What is the risk of further attacks in Kabul? Rohit Kachroo has the latest
In many ways, America’s longest war is ending as it began. But Islamic State-Khorasan Province (ISIS-K), the local offshoot of Islamic State group which is thought to have been behind Thursday's Kabul airport terror attack, does not pose the same threat to the United States that al Qaeda did in 9/11.
A report by the United Nations Security Council released in June said the network “remains diminished from its zenith”.
However, Mr Biden appears to have conceded that the airport attack might represent a change in the terrorist threat to the United States. (During a television interview just a week ago, he downplayed the risk to the US from violent extremists in Afghanistan).
ISIS-K has long been defined by its loathing of the Taliban, a feeling which is mutual.
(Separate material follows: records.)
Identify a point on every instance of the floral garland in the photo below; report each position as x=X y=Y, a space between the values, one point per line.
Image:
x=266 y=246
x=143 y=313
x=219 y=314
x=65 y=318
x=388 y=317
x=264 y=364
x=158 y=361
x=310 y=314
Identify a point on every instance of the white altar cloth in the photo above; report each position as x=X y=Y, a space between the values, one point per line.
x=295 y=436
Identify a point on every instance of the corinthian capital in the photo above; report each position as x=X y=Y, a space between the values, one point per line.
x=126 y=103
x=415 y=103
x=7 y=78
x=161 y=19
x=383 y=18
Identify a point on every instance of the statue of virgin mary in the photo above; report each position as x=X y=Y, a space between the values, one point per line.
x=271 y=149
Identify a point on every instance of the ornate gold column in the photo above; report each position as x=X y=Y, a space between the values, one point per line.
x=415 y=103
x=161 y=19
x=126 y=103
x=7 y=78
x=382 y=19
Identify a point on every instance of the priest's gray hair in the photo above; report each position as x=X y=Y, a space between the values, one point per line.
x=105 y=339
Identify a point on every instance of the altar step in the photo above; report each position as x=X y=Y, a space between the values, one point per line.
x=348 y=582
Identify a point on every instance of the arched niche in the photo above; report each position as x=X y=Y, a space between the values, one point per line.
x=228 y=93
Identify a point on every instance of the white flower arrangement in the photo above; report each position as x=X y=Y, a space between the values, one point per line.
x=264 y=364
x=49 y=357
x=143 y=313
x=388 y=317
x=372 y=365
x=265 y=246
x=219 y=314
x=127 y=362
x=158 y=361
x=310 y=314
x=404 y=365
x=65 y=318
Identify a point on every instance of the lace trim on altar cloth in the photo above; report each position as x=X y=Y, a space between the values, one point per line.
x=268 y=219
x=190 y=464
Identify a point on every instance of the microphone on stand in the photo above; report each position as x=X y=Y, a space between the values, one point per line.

But on Thursday, the US was its target too.
The Islamic State is blurring the lines between its enemies, portraying the Taliban as sell-outs to its new partners in the White House - it hopes to recruit Taliban supporters disaffected by its change of tone since trying to form a government.
So what happens now? Mr Biden has asked the US military to explore options for strikes against ISIS-K.
But then what? After all, former president Donald Trump dropped the so-called "mother of all bombs", the most powerful bomb there is, on an ISIS-K hideout in 2017, which harmed but didn’t finish the group.
Mr Biden boasts of the “over-the-horizon“ counterterrorism capability available to his intelligence agencies.
But with far fewer eyes and ears of his own on the ground, American reliance on the Taliban is likely to increase.
A security partnership, which was unthinkable a fortnight ago, will inevitably expand as both sides see the value of each other’s intelligence in the fight against ISIS-K.
But that, in turn, might offer their mutual enemy a propaganda victory.
The United States’ search for retaliation might not be simple or short.